Page MenuHomeSoftware Heritage

Run swh-graph with gunicorn to support multiple/parallel requests
Closed, MigratedEdits Locked

Description

Currently it's ran on granet with the CLI: /opt/swhgraph_venv/bin/python3 /opt/swhgraph_venv/bin/swh graph rpc-serve -g /dev/shm/swh-graph/default/graph

This means it uses a single process, which is currently the bottleneck when processing a dozen queries in parallel.
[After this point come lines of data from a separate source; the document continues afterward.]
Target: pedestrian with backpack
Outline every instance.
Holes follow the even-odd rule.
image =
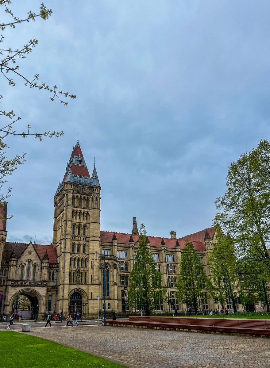
[[[9,325],[7,325],[8,330],[9,330],[11,325],[13,324],[13,313],[9,318]]]
[[[76,311],[74,312],[74,317],[73,320],[73,326],[74,326],[74,323],[76,323],[77,327],[78,326],[78,319],[79,318],[79,313],[78,312],[76,312]]]

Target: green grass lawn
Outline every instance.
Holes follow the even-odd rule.
[[[1,331],[0,342],[1,368],[125,367],[76,349],[19,332]]]

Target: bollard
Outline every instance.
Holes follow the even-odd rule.
[[[24,323],[22,326],[22,331],[25,332],[29,332],[31,328],[31,325],[29,323]]]

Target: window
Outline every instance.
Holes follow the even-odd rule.
[[[30,266],[31,265],[31,262],[28,261],[27,262],[27,272],[26,273],[26,279],[27,280],[29,280],[29,277],[30,276]]]
[[[155,299],[155,310],[163,310],[163,301],[162,298],[157,298]]]
[[[128,286],[128,275],[121,275],[121,286]]]
[[[202,294],[201,294],[200,300],[202,310],[206,310],[208,309],[208,302],[207,300],[207,295],[206,293],[203,293]]]
[[[48,298],[48,312],[52,310],[52,296],[49,295]]]
[[[110,295],[110,273],[109,270],[108,268],[106,268],[106,267],[108,267],[108,265],[106,265],[105,266],[105,269],[103,269],[102,270],[103,272],[103,277],[102,277],[102,284],[103,284],[103,290],[102,293],[103,295],[104,295],[104,289],[105,289],[105,285],[104,284],[104,283],[106,282],[106,294],[107,296],[109,296]],[[106,277],[106,280],[105,278]]]
[[[167,261],[168,262],[174,262],[174,256],[172,255],[171,254],[167,254]]]
[[[20,280],[24,279],[24,265],[22,265],[21,267],[21,276]]]
[[[179,301],[176,298],[176,293],[175,291],[171,292],[171,299],[172,301],[172,308],[175,309],[179,309]]]
[[[127,290],[122,291],[122,311],[126,312],[129,310],[129,307],[127,303]]]
[[[124,251],[118,251],[117,258],[127,258],[127,252]]]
The app path is a bit different from other packages, it's swh.graph.server.app:make_app_from_configfile()

Event Timeline

vlorentz triaged this task as Normal priority.Sep 30 2021, 2:27 PM
vlorentz created this task.
vlorentz updated the task description. (Show Details)
vlorentz updated the task description. (Show Details)
vlorentz updated the task description. (Show Details)
vlorentz lowered the priority of this task from Normal to Low.EditedSep 30 2021, 3:04 PM

Hmm actually this might be harder than just using gunicorn, because the java subprocess needs to be shared between workers, hmm...

I see there are some unapplied performance improvements in swh-graph, let's try that first.

zack renamed this task from Run swh-graph with gunicorn to Run swh-graph with gunicorn to support multiple/parallel requests.Oct 2 2021, 8:01 AM
zack raised the priority of this task from Low to Normal.
zack raised the priority of this task from Normal to High.Oct 2 2021, 8:06 AM

actually, before it starts leaking RAM, the Java process only uses 10% of the memory, so there is room to start a few more.

(Even if, ideally, it would be shared)

seirl claimed this task.
seirl added a subscriber: seirl.

Obsoleted by the migration to GRPC. Now we use GRPC's threading model, with a threadpool configurable by passing --threads to the Java service. By default, nproc is used.